Nominations are now open for the 2017 Stem Cell Person of the Year Award, which will be our sixth such award. You can leave nominations as comments on this post or email them to me (see my email on our Contact page).
The Stem Cell Person of the Year Award is an honor I give out to the person in any given year who in my view has had the most positive impact in outside-the-box ways in the stem cell and regenerative medicine field. I’m looking for creative risk-takers.
The winner receives international recognition and a $2,000 prize that I provide myself out of pocket. It’s part of the way that The Niche gives back to our community.
Nominations for the 2017 award will close one week from today on November 21st at midnight.
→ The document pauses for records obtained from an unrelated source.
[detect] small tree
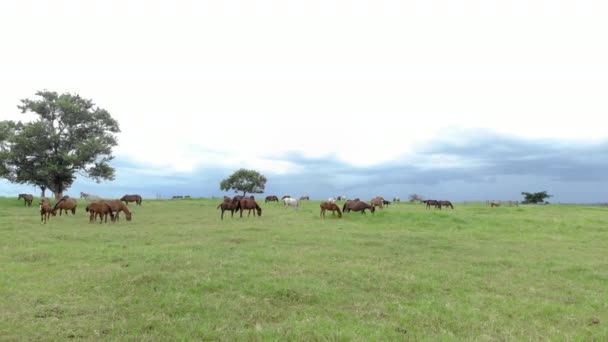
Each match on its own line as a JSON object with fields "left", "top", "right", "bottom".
{"left": 408, "top": 193, "right": 424, "bottom": 202}
{"left": 521, "top": 191, "right": 552, "bottom": 204}
{"left": 220, "top": 169, "right": 267, "bottom": 196}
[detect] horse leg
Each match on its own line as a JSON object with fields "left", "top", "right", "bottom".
{"left": 221, "top": 208, "right": 224, "bottom": 220}
{"left": 89, "top": 212, "right": 94, "bottom": 223}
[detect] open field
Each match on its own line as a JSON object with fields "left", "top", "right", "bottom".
{"left": 1, "top": 197, "right": 607, "bottom": 340}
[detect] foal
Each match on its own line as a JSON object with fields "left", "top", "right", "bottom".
{"left": 40, "top": 201, "right": 55, "bottom": 224}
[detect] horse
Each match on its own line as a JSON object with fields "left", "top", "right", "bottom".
{"left": 281, "top": 195, "right": 291, "bottom": 200}
{"left": 490, "top": 201, "right": 500, "bottom": 207}
{"left": 85, "top": 202, "right": 115, "bottom": 223}
{"left": 80, "top": 192, "right": 102, "bottom": 203}
{"left": 265, "top": 195, "right": 279, "bottom": 203}
{"left": 217, "top": 198, "right": 238, "bottom": 220}
{"left": 393, "top": 197, "right": 400, "bottom": 202}
{"left": 422, "top": 200, "right": 438, "bottom": 209}
{"left": 299, "top": 195, "right": 310, "bottom": 200}
{"left": 52, "top": 196, "right": 77, "bottom": 216}
{"left": 18, "top": 194, "right": 34, "bottom": 207}
{"left": 328, "top": 197, "right": 337, "bottom": 203}
{"left": 282, "top": 197, "right": 300, "bottom": 209}
{"left": 370, "top": 197, "right": 384, "bottom": 209}
{"left": 343, "top": 200, "right": 375, "bottom": 214}
{"left": 436, "top": 200, "right": 454, "bottom": 209}
{"left": 320, "top": 202, "right": 342, "bottom": 218}
{"left": 104, "top": 200, "right": 133, "bottom": 221}
{"left": 120, "top": 194, "right": 142, "bottom": 206}
{"left": 382, "top": 200, "right": 391, "bottom": 206}
{"left": 336, "top": 195, "right": 346, "bottom": 201}
{"left": 236, "top": 197, "right": 262, "bottom": 217}
{"left": 172, "top": 195, "right": 183, "bottom": 199}
{"left": 39, "top": 200, "right": 55, "bottom": 224}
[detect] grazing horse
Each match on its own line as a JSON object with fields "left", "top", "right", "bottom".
{"left": 436, "top": 200, "right": 454, "bottom": 209}
{"left": 217, "top": 198, "right": 238, "bottom": 220}
{"left": 371, "top": 197, "right": 384, "bottom": 209}
{"left": 18, "top": 194, "right": 34, "bottom": 207}
{"left": 52, "top": 196, "right": 77, "bottom": 216}
{"left": 85, "top": 202, "right": 115, "bottom": 223}
{"left": 236, "top": 197, "right": 262, "bottom": 217}
{"left": 39, "top": 200, "right": 55, "bottom": 224}
{"left": 422, "top": 200, "right": 438, "bottom": 209}
{"left": 299, "top": 195, "right": 310, "bottom": 200}
{"left": 282, "top": 197, "right": 300, "bottom": 209}
{"left": 120, "top": 194, "right": 142, "bottom": 206}
{"left": 490, "top": 201, "right": 501, "bottom": 207}
{"left": 281, "top": 195, "right": 291, "bottom": 200}
{"left": 265, "top": 195, "right": 279, "bottom": 203}
{"left": 80, "top": 192, "right": 102, "bottom": 203}
{"left": 320, "top": 202, "right": 342, "bottom": 218}
{"left": 104, "top": 200, "right": 133, "bottom": 221}
{"left": 343, "top": 200, "right": 375, "bottom": 214}
{"left": 382, "top": 200, "right": 391, "bottom": 206}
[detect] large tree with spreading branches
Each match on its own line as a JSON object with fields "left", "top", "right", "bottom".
{"left": 0, "top": 90, "right": 120, "bottom": 198}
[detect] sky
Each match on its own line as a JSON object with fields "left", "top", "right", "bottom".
{"left": 1, "top": 0, "right": 607, "bottom": 202}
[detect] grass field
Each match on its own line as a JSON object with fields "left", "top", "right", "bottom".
{"left": 1, "top": 197, "right": 607, "bottom": 340}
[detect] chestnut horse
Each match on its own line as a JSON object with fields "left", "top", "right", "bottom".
{"left": 320, "top": 202, "right": 342, "bottom": 218}
{"left": 371, "top": 197, "right": 384, "bottom": 209}
{"left": 52, "top": 196, "right": 77, "bottom": 216}
{"left": 343, "top": 200, "right": 375, "bottom": 214}
{"left": 104, "top": 200, "right": 133, "bottom": 221}
{"left": 18, "top": 194, "right": 34, "bottom": 207}
{"left": 236, "top": 197, "right": 262, "bottom": 217}
{"left": 86, "top": 202, "right": 115, "bottom": 223}
{"left": 40, "top": 200, "right": 55, "bottom": 224}
{"left": 120, "top": 194, "right": 142, "bottom": 206}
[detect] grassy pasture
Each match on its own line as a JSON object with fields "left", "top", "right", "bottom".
{"left": 1, "top": 197, "right": 607, "bottom": 340}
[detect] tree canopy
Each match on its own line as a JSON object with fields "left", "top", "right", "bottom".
{"left": 521, "top": 191, "right": 552, "bottom": 204}
{"left": 0, "top": 90, "right": 120, "bottom": 198}
{"left": 220, "top": 168, "right": 267, "bottom": 196}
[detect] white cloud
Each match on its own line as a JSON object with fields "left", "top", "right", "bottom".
{"left": 1, "top": 0, "right": 607, "bottom": 174}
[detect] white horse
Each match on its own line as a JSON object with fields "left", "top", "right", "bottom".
{"left": 328, "top": 197, "right": 337, "bottom": 203}
{"left": 283, "top": 197, "right": 300, "bottom": 209}
{"left": 80, "top": 192, "right": 102, "bottom": 203}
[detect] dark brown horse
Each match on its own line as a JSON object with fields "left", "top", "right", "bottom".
{"left": 120, "top": 194, "right": 142, "bottom": 206}
{"left": 236, "top": 197, "right": 262, "bottom": 217}
{"left": 265, "top": 195, "right": 279, "bottom": 203}
{"left": 18, "top": 194, "right": 34, "bottom": 207}
{"left": 86, "top": 202, "right": 115, "bottom": 223}
{"left": 217, "top": 198, "right": 238, "bottom": 219}
{"left": 343, "top": 200, "right": 375, "bottom": 214}
{"left": 320, "top": 202, "right": 342, "bottom": 218}
{"left": 436, "top": 200, "right": 454, "bottom": 209}
{"left": 52, "top": 196, "right": 77, "bottom": 216}
{"left": 422, "top": 200, "right": 438, "bottom": 209}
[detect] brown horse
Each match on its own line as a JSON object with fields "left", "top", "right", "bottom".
{"left": 343, "top": 200, "right": 375, "bottom": 214}
{"left": 104, "top": 200, "right": 133, "bottom": 221}
{"left": 236, "top": 197, "right": 262, "bottom": 217}
{"left": 86, "top": 202, "right": 115, "bottom": 223}
{"left": 320, "top": 202, "right": 342, "bottom": 218}
{"left": 371, "top": 197, "right": 384, "bottom": 209}
{"left": 217, "top": 198, "right": 238, "bottom": 220}
{"left": 436, "top": 200, "right": 454, "bottom": 209}
{"left": 18, "top": 194, "right": 34, "bottom": 207}
{"left": 52, "top": 196, "right": 77, "bottom": 216}
{"left": 40, "top": 200, "right": 55, "bottom": 224}
{"left": 490, "top": 201, "right": 500, "bottom": 207}
{"left": 422, "top": 200, "right": 438, "bottom": 209}
{"left": 120, "top": 194, "right": 142, "bottom": 206}
{"left": 265, "top": 195, "right": 279, "bottom": 203}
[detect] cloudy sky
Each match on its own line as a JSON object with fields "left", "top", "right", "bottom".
{"left": 1, "top": 0, "right": 607, "bottom": 202}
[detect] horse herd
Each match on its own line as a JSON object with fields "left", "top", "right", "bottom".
{"left": 220, "top": 195, "right": 452, "bottom": 220}
{"left": 18, "top": 192, "right": 142, "bottom": 224}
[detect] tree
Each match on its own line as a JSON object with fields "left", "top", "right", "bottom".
{"left": 521, "top": 191, "right": 552, "bottom": 204}
{"left": 0, "top": 90, "right": 120, "bottom": 198}
{"left": 408, "top": 193, "right": 424, "bottom": 202}
{"left": 220, "top": 168, "right": 267, "bottom": 196}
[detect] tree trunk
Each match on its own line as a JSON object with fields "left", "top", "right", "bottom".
{"left": 40, "top": 186, "right": 46, "bottom": 198}
{"left": 53, "top": 181, "right": 64, "bottom": 199}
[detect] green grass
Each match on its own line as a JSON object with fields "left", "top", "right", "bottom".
{"left": 1, "top": 197, "right": 607, "bottom": 340}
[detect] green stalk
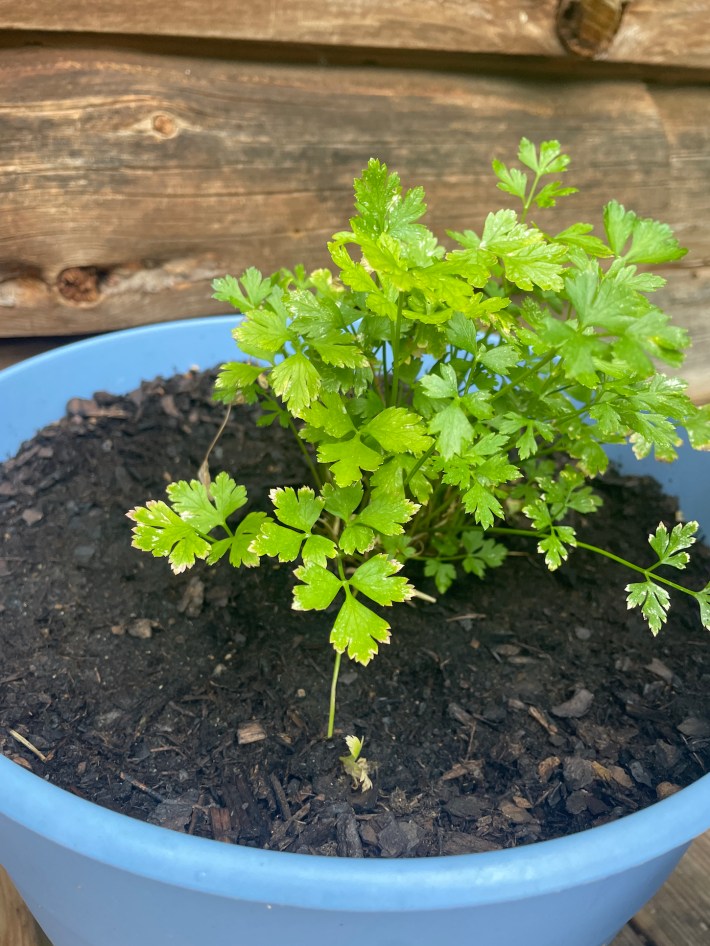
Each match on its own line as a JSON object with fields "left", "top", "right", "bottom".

People from around the world can be nominated who has had positive impact in this arena ranging from patient advocates to academic, industry, or governmental scientists to students to policy makers, etc. I keep an open mind on who might have had the most impact so it could be anyone. Be creative.
Once I have the nominations, I’ll post them and we’ll move on to the next phase of selecting the subset of finalists. Then ultimately I’ll pick the winner.
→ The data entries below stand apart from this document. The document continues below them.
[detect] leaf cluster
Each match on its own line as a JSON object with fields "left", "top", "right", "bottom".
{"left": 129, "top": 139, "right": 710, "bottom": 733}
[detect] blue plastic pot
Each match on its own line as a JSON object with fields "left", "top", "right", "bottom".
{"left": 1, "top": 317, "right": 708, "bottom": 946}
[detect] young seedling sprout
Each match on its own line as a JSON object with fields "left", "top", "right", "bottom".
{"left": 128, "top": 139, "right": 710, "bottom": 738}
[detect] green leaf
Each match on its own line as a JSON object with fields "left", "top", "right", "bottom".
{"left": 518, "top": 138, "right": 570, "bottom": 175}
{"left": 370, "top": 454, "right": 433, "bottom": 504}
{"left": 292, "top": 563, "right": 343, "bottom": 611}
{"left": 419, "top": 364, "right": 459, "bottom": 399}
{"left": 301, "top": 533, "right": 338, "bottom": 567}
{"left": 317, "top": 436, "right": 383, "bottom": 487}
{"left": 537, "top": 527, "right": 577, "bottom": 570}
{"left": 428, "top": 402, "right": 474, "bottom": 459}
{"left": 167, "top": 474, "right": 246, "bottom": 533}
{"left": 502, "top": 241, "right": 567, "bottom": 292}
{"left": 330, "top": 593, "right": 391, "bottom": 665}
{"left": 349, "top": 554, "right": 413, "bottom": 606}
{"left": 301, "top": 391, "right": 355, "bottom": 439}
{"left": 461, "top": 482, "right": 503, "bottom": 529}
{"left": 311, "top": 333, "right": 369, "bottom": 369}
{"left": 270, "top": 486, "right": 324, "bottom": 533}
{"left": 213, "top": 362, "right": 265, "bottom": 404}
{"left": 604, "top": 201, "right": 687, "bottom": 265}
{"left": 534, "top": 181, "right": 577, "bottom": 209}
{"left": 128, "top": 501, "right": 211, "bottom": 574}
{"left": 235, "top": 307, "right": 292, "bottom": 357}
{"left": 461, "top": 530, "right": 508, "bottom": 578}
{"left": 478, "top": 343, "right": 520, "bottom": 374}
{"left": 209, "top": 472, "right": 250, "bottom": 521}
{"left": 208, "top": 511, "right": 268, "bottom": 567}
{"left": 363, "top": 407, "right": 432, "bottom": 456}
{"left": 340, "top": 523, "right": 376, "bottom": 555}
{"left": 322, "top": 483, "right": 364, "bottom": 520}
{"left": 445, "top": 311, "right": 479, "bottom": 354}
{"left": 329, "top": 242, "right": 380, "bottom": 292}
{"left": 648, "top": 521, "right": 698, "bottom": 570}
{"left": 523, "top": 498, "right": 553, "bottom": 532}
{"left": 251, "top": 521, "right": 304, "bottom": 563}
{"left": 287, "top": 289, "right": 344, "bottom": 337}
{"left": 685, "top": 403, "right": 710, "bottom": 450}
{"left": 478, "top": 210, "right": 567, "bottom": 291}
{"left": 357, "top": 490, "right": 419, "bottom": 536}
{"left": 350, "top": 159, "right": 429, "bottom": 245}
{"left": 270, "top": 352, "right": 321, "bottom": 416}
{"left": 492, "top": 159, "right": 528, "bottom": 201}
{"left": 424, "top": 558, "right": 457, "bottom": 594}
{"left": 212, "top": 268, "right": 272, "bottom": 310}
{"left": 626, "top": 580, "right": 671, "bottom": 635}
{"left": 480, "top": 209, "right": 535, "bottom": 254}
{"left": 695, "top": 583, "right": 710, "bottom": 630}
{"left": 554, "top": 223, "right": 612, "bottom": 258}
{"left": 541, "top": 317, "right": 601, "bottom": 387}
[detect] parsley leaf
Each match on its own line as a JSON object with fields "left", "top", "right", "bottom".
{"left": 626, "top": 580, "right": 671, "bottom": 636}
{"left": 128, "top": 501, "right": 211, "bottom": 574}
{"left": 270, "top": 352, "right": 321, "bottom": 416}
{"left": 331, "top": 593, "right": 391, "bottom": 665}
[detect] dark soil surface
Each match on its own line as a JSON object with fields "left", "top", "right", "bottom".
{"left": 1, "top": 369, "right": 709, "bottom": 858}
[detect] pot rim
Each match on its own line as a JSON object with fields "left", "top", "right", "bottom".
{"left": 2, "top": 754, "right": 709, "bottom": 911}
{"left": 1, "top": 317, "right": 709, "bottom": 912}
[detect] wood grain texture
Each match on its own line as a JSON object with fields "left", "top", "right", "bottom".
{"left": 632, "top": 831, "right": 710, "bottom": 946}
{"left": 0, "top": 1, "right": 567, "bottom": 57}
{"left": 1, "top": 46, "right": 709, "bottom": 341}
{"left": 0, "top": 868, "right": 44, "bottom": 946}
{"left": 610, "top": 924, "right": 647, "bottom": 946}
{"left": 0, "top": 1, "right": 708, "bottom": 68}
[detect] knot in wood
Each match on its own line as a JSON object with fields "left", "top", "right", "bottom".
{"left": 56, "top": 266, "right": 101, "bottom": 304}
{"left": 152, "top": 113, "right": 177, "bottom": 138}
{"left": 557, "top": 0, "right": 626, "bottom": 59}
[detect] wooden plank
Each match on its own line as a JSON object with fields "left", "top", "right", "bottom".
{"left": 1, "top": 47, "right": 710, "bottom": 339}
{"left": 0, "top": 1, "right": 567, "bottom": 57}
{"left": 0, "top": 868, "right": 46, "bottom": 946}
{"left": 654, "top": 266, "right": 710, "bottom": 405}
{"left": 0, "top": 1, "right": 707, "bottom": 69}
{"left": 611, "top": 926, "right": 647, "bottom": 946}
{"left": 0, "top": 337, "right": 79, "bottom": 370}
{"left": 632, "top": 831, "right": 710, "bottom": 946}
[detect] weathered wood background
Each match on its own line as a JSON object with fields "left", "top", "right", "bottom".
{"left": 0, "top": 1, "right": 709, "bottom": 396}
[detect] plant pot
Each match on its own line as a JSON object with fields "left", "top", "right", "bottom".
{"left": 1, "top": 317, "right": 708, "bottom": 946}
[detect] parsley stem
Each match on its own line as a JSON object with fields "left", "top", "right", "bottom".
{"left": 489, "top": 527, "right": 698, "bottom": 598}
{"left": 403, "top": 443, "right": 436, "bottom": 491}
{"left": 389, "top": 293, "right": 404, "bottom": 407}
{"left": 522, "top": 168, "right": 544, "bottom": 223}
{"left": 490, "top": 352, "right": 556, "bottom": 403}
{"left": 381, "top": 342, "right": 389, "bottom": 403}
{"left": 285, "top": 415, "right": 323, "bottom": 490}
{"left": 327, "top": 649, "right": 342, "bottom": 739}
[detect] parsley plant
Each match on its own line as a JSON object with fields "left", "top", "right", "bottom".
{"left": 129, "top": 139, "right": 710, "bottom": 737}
Past winners include diverse, positive impactors in our field:
- ALS and stem cell patient advocate Ted Harada won posthumously in 2016.
- Top stem cell scientist Jeanne Loring received the award in 2015. Note that Jeanne deferred getting her $2,000 prize money, which I then donated to Summit for Stem Cell, an amazing patient-based stem cell organization.
- Pioneering vision and pluripotent stem cell clinical researcher, Masayo Takahashi, won in 2014.
- Neural stem cell scientist and Italian politician Elena Cattaneo was the winner in 2013.
- Super stem cell patient advocate Roman Reed received the first award in 2012.
Unlike some other science awards out there that shall remain nameless, the Stem Cell Person of the Year prize is not an insider kind of thing, but more of an anti-old boy’s club award. It’s not about who you know, but what you do to help science, medicine, and other people.
Send me your nominations!
I nominate professor Hosseini Baharvand from Royan Institute for stem cell biology and technology.
I nominate Professor Hossein Baharvand.
I nominate Professor Hossein Baharvand.
I nominate Dr.hossein baharvand
I nominate Professor Shoukhrat Mitalipov (first known successful attempt at creating genetically modified human embryos)
I nominate Professor Shoukhrat Mitalipov
we nominate Sangamo for HIV trials
new data will be released soon
Tony Atala MD
http://www.wakehealth.edu/Research/WFIRM/Anthony-Atala,-MD,-Director-and-Chair.htm
I nominate Shoukhrat Mitalipov is an American biologist who heads the Center for Embryonic Cell and Gene Therapy at the Oregon Health & Science University in Portland. He is known for discovering a controversial genetic therapy that may be a way to prevent mitochondrial diseases, as well as a new way of creating human stem cells from skin cells.
Honors and awards:
2013 – Recognized by journal Nature as top 10 people who mattered in 2013
2010 – Recipient of the 2010 Discovery Award, The Medical Research Foundation of Oregon
2010 – Recipient of 2010 Women’s Health Research Award, the Center for Women’s Health, Circle of Giving
1995 – Fellowship award, Exchange Visitor Program “Cooperation in Applied Sciences and Technologies (CAST)”. Development of culture system to maintain pluripotency of bovine embryonic stem cells. Utah State University.
I nominate Professor Peter Choong from St Vincent’s Hospital, Melbourne and Professor Gordon Wallace, ARC Centre of Excellence for Electromaterials Science (ACES) for the handheld 3D printing pen, which can successfully print living cells in surgery to repair cartilage defects in sheep
Dr. Hossein Baharvand who dedicated his life to stem cell science and its clinical application. He is the head of Royan Institute for stem cell biology and technology.
I nominate Dr. Chris Centeno, Regenexx (many small studies concerning PRP-therapy in the orthopedics)
I nominate Professor Shoukhrat Mitalipov (first known successful attempt at creating genetically modified human embryos)
I nominate Jun Takahashi from Kyoto. He’s a member of the GForce Parkinson’s project and every bit as good a scientist as his wife, Masayo!